Good Debt v Bad Debt

Good Debt Bad Debt

Debt

For those with us so far, you understand debt will unapologetically bury you beneath the floorboards.

Now it’s time to go deeper: there is ‘Good Debt’ and there is ‘Bad Debt’.

But let’s not dance around it, most of us don’t know the difference. Make no doubt about it, you’ll be punished for your ignorance.

Just about all credit card debt is what is usually called ‘Consumer Debt’. There’s a longer explanation, but basically this means you got into debt because you bought something that will either disappear, or wear out and break after you buy it.

That right there? Bad Debt.

This isn’t just frivolous spending either. You need to buy food, you need clothes, and you need gas money. Bad debt means that you borrowed money for something that will drop in value, and then you’ve got to pay back more that what you borrowed. Just about every person that walks into a payday loan company is doing this.

It’s a Devil’s bargain. More than a few people have found themselves in a downwards death spiral because they didn’t set things up right from the start. Remember this: When you’re using your credit card, you’re taking a high interest loan. But also remember you can dodge the interest if you pay up in full, on time.

If you take your credit card to the store for $100 in groceries, get home and transfer $100 from your savings account over to the card, you broke even. No harm, no fowl.
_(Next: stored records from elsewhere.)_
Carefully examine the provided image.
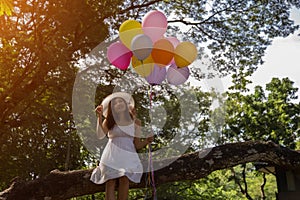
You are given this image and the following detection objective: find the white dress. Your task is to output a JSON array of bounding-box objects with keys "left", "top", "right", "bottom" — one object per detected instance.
[{"left": 90, "top": 123, "right": 143, "bottom": 184}]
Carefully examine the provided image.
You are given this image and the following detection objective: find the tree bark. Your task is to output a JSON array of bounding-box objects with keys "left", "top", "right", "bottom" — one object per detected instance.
[{"left": 1, "top": 141, "right": 300, "bottom": 200}]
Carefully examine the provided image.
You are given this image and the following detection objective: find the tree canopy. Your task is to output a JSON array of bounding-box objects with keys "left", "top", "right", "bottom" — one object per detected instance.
[{"left": 225, "top": 76, "right": 300, "bottom": 148}]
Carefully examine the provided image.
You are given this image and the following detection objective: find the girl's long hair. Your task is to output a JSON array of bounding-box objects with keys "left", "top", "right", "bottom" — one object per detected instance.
[{"left": 105, "top": 97, "right": 133, "bottom": 130}]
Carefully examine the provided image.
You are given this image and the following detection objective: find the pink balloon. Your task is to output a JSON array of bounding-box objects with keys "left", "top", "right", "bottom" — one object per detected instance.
[
  {"left": 146, "top": 64, "right": 166, "bottom": 85},
  {"left": 167, "top": 64, "right": 190, "bottom": 86},
  {"left": 165, "top": 37, "right": 180, "bottom": 64},
  {"left": 107, "top": 41, "right": 133, "bottom": 70},
  {"left": 142, "top": 10, "right": 168, "bottom": 43},
  {"left": 166, "top": 37, "right": 180, "bottom": 48}
]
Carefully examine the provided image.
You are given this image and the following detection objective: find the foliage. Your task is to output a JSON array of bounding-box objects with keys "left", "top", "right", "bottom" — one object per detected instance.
[
  {"left": 217, "top": 74, "right": 299, "bottom": 199},
  {"left": 0, "top": 0, "right": 112, "bottom": 188},
  {"left": 126, "top": 164, "right": 277, "bottom": 200},
  {"left": 164, "top": 0, "right": 300, "bottom": 76},
  {"left": 224, "top": 76, "right": 300, "bottom": 148}
]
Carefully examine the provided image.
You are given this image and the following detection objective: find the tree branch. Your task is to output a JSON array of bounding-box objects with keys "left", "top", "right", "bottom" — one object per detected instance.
[
  {"left": 261, "top": 173, "right": 267, "bottom": 200},
  {"left": 1, "top": 141, "right": 300, "bottom": 200},
  {"left": 242, "top": 164, "right": 253, "bottom": 200}
]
If you buy that Campbell’s Soup today, pay the minimum balance, and pay off the rest when you get paid next month? You got taken.   
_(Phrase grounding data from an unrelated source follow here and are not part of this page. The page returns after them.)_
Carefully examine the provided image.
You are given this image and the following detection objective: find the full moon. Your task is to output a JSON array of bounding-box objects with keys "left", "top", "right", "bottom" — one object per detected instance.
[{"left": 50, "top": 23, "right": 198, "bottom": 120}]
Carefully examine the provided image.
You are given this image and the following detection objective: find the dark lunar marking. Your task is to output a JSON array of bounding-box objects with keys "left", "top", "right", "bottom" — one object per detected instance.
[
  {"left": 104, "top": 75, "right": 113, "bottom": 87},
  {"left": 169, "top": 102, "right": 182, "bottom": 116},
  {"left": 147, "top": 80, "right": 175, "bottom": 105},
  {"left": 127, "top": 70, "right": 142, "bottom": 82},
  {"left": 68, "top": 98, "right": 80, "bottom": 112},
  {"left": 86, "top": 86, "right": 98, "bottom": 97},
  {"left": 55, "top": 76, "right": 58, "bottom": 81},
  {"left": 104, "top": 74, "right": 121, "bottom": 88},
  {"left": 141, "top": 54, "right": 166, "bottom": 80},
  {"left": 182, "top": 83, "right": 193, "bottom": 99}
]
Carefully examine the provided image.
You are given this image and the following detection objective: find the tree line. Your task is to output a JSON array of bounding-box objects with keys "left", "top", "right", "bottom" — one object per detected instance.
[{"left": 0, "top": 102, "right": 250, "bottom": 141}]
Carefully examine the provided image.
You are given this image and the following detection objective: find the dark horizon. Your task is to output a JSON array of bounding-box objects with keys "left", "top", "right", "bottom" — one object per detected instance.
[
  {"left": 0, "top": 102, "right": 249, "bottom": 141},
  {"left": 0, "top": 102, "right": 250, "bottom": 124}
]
Good Debt means borrowing money for something that gets more valuable over time.

Bad debt is easy to spot. Good debt is a little more tricky to spot.

Ask yourself this: “When I pay off the debt, do I win in the end?”
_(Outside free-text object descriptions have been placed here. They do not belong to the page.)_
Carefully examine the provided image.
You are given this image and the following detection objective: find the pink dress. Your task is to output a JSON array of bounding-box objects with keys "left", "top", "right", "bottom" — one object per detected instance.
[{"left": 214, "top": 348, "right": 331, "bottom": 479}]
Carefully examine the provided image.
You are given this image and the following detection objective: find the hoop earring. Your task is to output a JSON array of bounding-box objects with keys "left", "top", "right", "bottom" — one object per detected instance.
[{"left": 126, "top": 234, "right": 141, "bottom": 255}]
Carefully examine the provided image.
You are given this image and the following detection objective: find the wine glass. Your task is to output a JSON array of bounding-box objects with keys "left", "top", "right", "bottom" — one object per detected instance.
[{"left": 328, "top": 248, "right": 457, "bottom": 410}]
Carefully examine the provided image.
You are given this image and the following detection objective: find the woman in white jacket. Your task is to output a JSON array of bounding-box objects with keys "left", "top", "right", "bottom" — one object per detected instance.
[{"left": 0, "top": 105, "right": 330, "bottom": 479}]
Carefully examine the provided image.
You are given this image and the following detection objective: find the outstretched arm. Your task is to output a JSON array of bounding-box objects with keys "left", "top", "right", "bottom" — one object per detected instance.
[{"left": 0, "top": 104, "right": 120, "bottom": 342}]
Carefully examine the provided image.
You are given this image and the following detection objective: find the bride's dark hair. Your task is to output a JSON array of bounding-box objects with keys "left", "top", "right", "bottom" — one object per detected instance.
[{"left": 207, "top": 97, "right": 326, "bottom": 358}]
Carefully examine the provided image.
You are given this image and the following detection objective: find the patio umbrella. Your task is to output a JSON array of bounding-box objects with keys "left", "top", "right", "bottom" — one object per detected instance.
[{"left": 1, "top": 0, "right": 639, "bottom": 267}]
If you borrowed some money and bought a brick of gold twenty years ago and still had it now… well let’s just say your late night howling at the moon would be keeping your neighbors up.

Same thing if you bought Apple Stock before the iPhone. What you’re looking for is examples of things that become more valuable overtime. Real Estate is a classic example.

If you borrowed money to buy a house in NYC and lived in it for 30yrs, you win. That house is most definitely worth more than when you bought it. If you sold it in a rush and moved after five years, after all the fees, chances are you lost big.

If you bought that house and rented it out for 30yrs, you won big. The house is paid, worth more than what you bought it for, and puts money in your pocket every month.

This is how most businesses work. Someone borrows money, builds up their business, then pays off the loan. They win in the end. Debt can be dangerous, but sometimes dangerous things can be powerful tools.

Good debt can take other forms. It’s becoming more and more popular to shit on student loans. The math doesn’t lie. If you’re making $20,000 a year and you have the brains to be an Accountant, a Lawyer, an Engineer or a Doctor, borrowing that money now means you can 2x, 5x, 10x, 100x your salary down the road.

People like to argue about it, but really there’s no such thing as bad education. Knowledge is power and continues to be so. Just remember that before you start chasing that Masters Degree in French Literature, you’ve got to have a way back out of that debt. Some schooling gives you marketable, in demand skills. Other paths give you knowledge that’s harder to trade for a salary.

Do your due diligence. Remember, to win in the end you need a way out of the debt. If non-career specific education is the right path for you, bust your ass looking for scholarships, get flexible jobs, use family support, and rely on student loans last not first. Decades of stressful, crippling debt make it tough to enjoy studying something for the love of it.

Debt is like flame. It is inherently destructive, but if you treat it with respect, it can be a tool used to do great things.